George Monbiot’s Sage-type panel of experts – which he would like to see “identifying claims that present a genuine danger to life and proposing their temporary prohibition to parliament” – would almost certainly be counterproductive, and be a godsend to conspiracy-mongers (Covid lies cost lives – we have a duty to clamp down on them, 27 January). Nor would it much affect anyone already inclined to be rational.
People are not simply stupid or misinformed. Those who believe misinformation, such as microchips being injected along with vaccines, do so out of deep emotional or psychological need. The more you try to wean them from their beliefs, the tighter they cling to them.
The fact is that experts are often wrong; some governments lie almost all the time and others at least some of the time. It’s a tricky world out there. Surely education, more than anything that smacks of censorship, is a better approach.

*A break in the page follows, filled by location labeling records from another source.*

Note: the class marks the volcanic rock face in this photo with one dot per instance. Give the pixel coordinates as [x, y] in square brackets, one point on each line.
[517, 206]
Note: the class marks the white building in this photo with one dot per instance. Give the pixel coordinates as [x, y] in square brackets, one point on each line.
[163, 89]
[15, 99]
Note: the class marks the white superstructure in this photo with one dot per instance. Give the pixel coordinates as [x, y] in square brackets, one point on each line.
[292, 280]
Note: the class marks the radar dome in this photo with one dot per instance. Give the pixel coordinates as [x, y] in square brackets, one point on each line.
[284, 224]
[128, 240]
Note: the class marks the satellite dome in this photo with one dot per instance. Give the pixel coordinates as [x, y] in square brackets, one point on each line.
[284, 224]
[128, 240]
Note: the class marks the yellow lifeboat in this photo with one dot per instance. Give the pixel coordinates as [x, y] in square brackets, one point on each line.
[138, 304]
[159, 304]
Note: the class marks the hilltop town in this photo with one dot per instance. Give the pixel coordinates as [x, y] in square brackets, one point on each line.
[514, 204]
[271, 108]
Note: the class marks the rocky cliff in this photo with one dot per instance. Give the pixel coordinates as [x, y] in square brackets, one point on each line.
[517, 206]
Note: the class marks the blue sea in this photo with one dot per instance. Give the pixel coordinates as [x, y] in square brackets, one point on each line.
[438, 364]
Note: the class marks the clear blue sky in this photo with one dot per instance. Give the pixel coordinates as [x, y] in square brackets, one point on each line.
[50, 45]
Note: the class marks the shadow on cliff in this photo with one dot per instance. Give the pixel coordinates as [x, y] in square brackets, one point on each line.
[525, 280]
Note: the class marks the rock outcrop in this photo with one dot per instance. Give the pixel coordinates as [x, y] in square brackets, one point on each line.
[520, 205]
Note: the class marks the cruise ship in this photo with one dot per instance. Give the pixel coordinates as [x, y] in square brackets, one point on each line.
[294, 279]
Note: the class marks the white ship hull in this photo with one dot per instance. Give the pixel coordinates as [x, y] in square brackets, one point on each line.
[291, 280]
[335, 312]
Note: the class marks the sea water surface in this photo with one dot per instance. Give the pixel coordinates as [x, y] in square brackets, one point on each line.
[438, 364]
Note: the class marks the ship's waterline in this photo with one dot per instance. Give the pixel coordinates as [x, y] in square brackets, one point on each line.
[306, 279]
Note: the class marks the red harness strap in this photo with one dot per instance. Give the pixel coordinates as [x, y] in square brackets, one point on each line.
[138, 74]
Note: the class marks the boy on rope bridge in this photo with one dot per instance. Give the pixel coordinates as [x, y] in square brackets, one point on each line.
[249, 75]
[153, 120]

Focus on empowering people – especially young people – to think for themselves, to have the grounding in history and science and the confidence to seek out reliable sources of information and make their judgments accordingly.
Dave Wieberg
Sheffield
• It’s a bit of a cliche to invoke Marshall McLuhan’s “the medium is the message”, yet the times demand it. George Monbiot’s argument against misinformation is impeccable, but he writes as if the media landscape, and human behaviour with it, have not been completely transformed in the past 30 years.
There is one overarching reason for the role of misinformation in getting liars and extremists elected in western democracies: social media technologies within a system of surveillance capitalism. This has changed not just the extent of the manipulation of people, but the nature of it. Broadcast media now mimic the emotive polarisations of online debate: “the bigger the idiot, the greater the airtime” certainly applies to Nigel Farage’s BBC platform during the Brexit catastrophe.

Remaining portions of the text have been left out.